Yesterday, my mind was off and running from nearly the moment I woke up. It was swirling with chores and errands to do, colored by irritation at myself with allowing so many things to pile up. I sat outside, having my morning cigarette, and asked for help. Guide me, God. Guide my thoughts. Guide my actions. It’s all unmanageable over here. Amazingly enough, I heard that inner voice: ‘Take care of yourself; do what you need to do, then go be of service.’ Wouldn’t you know it, I felt better? I had a plan, and it wasn’t mine!

It was a pretty powerful thing to receive direction like that from my higher power. There was a peace and a confidence. Yes, there was lots to do, but I knew I’d get through it. I’d do what I could. I ended up making a to-do list with over a dozen items, and managed to do almost every last one of them. When it was done, I contacted some other people in the program to see how they were doing. At the end of the day, I found myself feeling very happy. It had been a good day, and I’d felt myself be carried through it. There was even a moment when I started to get frustrated, but then I heard the inner voice in me again, urging me to press on. With it came the strength to do so.

Step Eleven: Sought through prayer and meditation to improve our conscious contact with God, as we understood him, praying only for knowledge of his will for us and the power to carry that out.

When I talked to my sponsor yesterday, I mentioned all of this to him. Then I asked him what he thought about Hope. We talked about it for a while, actually. He thinks the thing I’ve been missing when it comes to Hope is optimism.

Sometimes I might seem like an optimist, especially when lil’ Joshua pops up. He is definitely one happy-go-lucky kid. It’s one of the ways he covers up how insecure he really feels. But what I’m trying to say is that, while I don’t think of myself as a pessimist, I’m really not an optimist either. There have been too many disappointments. Too many times where my thoughts have been for what I want and I ended up with the disaster that comes from living a self-centered life.

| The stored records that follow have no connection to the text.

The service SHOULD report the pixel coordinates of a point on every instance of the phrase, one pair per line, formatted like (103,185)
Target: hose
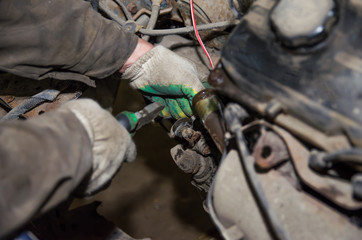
(186,30)
(27,105)
(124,9)
(234,114)
(156,5)
(111,14)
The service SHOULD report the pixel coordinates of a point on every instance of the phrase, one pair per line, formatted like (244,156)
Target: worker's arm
(63,39)
(78,147)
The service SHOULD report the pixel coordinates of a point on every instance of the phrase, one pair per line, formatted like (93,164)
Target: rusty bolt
(9,99)
(132,8)
(216,78)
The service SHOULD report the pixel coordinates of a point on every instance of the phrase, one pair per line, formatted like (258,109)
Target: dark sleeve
(50,38)
(42,161)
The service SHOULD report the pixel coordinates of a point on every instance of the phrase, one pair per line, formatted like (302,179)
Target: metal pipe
(186,30)
(156,5)
(124,9)
(111,14)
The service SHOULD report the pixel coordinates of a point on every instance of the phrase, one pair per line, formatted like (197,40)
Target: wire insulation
(198,35)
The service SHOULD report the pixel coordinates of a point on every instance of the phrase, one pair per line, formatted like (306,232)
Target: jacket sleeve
(59,39)
(42,161)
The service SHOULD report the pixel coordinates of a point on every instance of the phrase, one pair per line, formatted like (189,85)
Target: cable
(186,30)
(197,34)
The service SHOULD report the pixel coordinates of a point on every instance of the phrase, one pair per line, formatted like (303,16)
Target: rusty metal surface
(270,150)
(206,105)
(207,12)
(196,140)
(202,168)
(336,190)
(15,90)
(235,212)
(224,86)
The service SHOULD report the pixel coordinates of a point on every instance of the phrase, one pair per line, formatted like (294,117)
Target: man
(79,147)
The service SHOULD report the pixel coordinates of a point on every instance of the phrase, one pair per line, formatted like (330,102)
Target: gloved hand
(165,77)
(112,144)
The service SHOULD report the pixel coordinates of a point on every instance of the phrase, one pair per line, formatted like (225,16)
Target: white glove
(165,77)
(112,144)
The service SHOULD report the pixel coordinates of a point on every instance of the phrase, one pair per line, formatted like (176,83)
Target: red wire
(197,34)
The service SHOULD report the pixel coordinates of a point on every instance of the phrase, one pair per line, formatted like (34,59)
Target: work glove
(111,142)
(165,77)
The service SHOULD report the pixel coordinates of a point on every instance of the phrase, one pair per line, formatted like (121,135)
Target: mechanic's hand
(112,144)
(165,77)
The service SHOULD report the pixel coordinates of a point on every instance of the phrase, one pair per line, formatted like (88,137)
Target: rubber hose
(154,16)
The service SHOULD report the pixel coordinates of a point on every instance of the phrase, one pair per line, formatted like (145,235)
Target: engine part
(208,108)
(207,12)
(300,24)
(30,98)
(202,168)
(183,129)
(237,216)
(317,93)
(269,150)
(234,115)
(134,121)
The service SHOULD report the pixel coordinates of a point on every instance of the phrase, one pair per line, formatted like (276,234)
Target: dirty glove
(112,144)
(165,77)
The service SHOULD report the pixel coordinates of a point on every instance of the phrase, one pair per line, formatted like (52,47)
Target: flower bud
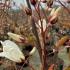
(49,3)
(28,11)
(33,2)
(43,1)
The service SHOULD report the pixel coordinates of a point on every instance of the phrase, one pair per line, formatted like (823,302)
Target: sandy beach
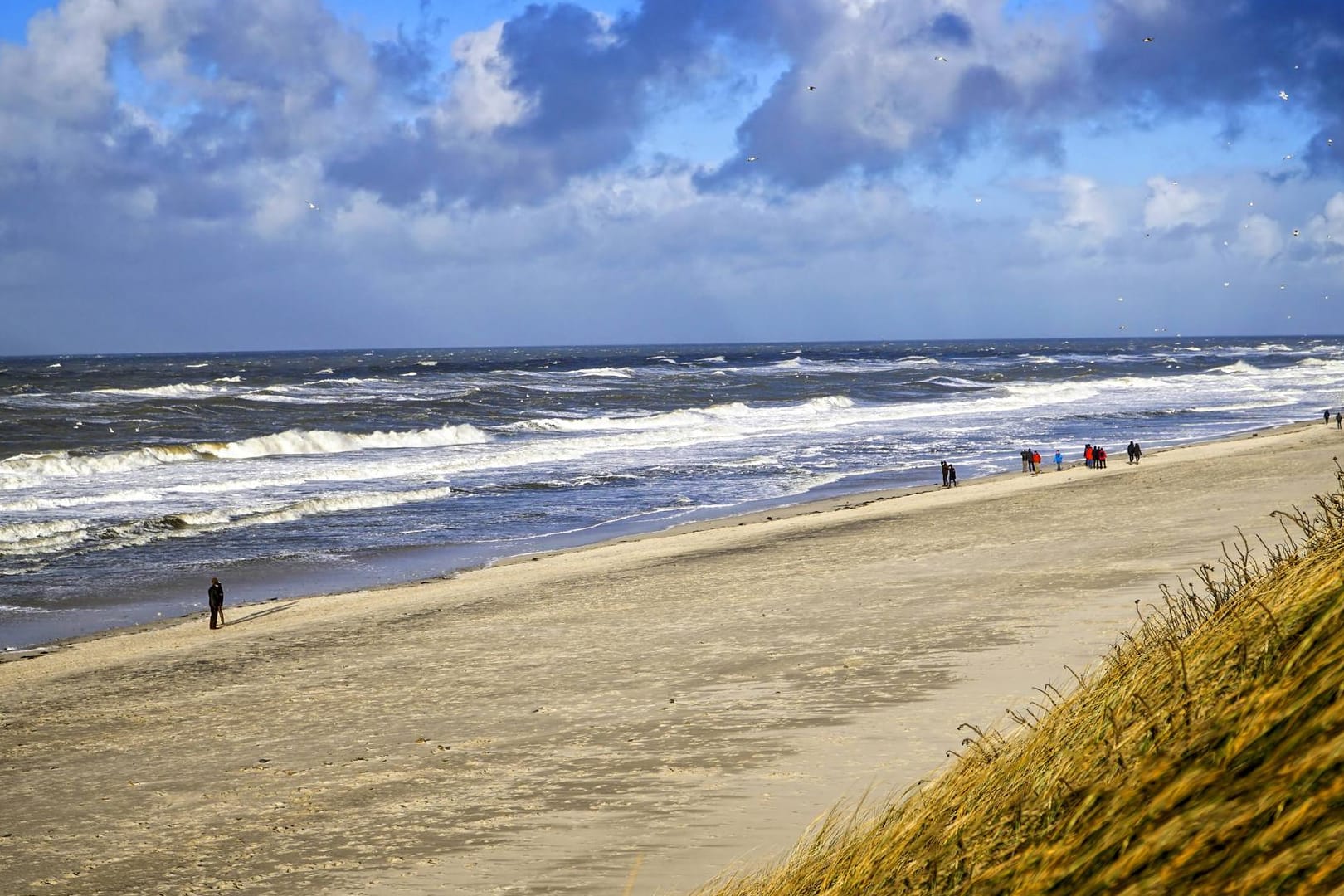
(647,712)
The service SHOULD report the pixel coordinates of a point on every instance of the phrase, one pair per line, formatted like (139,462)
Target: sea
(127,481)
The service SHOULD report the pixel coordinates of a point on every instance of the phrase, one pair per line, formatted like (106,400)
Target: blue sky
(494,173)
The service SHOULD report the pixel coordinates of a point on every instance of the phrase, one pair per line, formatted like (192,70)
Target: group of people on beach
(949,475)
(1094,457)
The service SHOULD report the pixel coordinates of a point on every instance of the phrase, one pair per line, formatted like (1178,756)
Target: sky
(197,175)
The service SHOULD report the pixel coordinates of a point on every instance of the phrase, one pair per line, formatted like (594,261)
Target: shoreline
(680,703)
(847,500)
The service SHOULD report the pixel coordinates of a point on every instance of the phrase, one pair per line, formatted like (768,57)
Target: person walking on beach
(217,603)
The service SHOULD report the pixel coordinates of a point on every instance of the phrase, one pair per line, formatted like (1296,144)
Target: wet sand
(665,707)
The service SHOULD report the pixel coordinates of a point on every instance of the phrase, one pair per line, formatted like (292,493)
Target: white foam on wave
(15,533)
(177,390)
(191,524)
(609,373)
(334,442)
(49,536)
(30,469)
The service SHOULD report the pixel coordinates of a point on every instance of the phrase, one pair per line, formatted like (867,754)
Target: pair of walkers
(1094,457)
(949,475)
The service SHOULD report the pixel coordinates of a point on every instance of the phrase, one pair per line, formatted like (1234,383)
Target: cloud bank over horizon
(668,171)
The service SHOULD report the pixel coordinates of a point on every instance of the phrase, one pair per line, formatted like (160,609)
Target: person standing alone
(217,603)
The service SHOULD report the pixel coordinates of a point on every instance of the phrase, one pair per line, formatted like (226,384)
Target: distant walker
(217,603)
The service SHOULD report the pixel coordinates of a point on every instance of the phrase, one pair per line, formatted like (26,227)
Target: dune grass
(1205,755)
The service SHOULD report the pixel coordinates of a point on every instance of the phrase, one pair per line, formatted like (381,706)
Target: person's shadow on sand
(260,613)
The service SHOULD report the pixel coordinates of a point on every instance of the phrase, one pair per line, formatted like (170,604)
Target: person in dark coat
(217,603)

My sponsor says a wish is for something that isn’t possible; Hope is for something that is. But we have to see that something is possible in order to hope for it. We have to believe, have faith. If we just wish for good things to happen, they probably won’t. If we’re just wishing, then we’re still thinking inside that good things aren’t possible. We aren’t being open to them.

If we believe, truly believe, that something is possible, then we have Hope. That’s the optimistic part of it. We are believing, having faith, in what is possible instead of staying stuck in what isn’t. If we have Hope, we are being open-minded.

Letting my higher power take care of me these past two days has given me a new kind of hope. I can see better now that when I turn my life over, when I allow myself to be guided, I am cared for. I asked a question, and the answer was as it has been so many times: trust in God.